Single Molecule Analysis of Transcription in Live Cells Reveals the Gene Regulatory Function of MYC In Vivo

Abstract

We seek to determine how the MYC oncogene modulates gene transcription kinetics with single-molecule imaging techniques.Thirty-five years after the discovery of MYC and despite intensive research effort, there is still little understanding of how this transcription factor acts or why it is an oncogene. Several models have recently emerged that cast doubt on the prevailing view of MYC as a gene-specific transcription factor and instead envision its oncogenic mechanism as a global amplifier or invader of enhancer regions.
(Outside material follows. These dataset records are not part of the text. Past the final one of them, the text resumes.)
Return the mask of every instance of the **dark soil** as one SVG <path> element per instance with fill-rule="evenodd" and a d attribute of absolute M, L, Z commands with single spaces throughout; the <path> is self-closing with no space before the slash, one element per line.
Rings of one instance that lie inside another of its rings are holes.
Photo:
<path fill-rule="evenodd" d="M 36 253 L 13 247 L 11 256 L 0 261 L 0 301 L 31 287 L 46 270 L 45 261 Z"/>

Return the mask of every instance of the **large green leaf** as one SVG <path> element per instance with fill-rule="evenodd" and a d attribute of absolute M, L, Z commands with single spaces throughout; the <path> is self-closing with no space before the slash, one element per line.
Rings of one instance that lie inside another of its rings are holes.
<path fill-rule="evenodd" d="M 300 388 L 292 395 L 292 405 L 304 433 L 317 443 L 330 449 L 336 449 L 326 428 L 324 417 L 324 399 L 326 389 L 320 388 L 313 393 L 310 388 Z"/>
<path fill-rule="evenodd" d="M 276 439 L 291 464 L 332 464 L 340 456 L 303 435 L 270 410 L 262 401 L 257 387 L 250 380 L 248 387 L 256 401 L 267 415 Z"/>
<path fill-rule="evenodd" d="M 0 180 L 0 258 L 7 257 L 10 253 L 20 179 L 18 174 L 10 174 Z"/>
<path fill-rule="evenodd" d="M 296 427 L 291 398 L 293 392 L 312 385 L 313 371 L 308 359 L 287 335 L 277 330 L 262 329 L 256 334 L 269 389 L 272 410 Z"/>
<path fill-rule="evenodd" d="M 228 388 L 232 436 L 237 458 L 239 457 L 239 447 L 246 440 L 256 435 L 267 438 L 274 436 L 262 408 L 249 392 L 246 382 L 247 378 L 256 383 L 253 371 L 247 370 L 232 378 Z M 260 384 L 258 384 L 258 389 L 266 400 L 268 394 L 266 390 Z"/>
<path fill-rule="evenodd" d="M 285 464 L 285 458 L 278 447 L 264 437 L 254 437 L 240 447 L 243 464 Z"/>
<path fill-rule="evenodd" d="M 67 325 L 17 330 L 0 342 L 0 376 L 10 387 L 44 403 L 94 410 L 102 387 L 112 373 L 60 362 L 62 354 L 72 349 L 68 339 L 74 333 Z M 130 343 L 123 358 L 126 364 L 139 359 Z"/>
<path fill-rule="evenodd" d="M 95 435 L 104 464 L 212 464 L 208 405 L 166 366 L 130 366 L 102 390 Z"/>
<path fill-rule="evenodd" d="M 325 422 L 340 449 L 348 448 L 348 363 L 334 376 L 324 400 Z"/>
We seek to evaluate these hypotheses of MYC function and shed light on the in-vivo behavior of this transcription factor by determining how MYC modulates the kinetics of transcription events in single cells using single-molecule RNA fluorescence in-situ hybridization (RNA FISH) and live cell imaging of transcription.Our initial results testing the effect of MYC overexpression on an exogenous reporter gene in U2-OS cells shows that MYC increases the saturation level of the reporter dose response, indicating that MYC is able to act as a general amplifier without the need of enhancer regions. Unexpectedly however, the positive correlation between MYC and reporter RNA levels in the population is not reflected at the single cell level. This data suggests that static measurements of RNA abundance in single cells - such FISH or RNA-Seq - needs to be interpreted within a framework that explicitly takes into account the dynamic nature of transcription events. Further, as a way to directly assess the effect of the MYC protein on the transcription behavior of reporter genes, we engineered a photo-activatable version of MYC (PA-MYC) to achieve spatial and temporal control of the transcription factor within living cells. This shall allow us to follow the direct response of the transcription in response to MYC perturbation.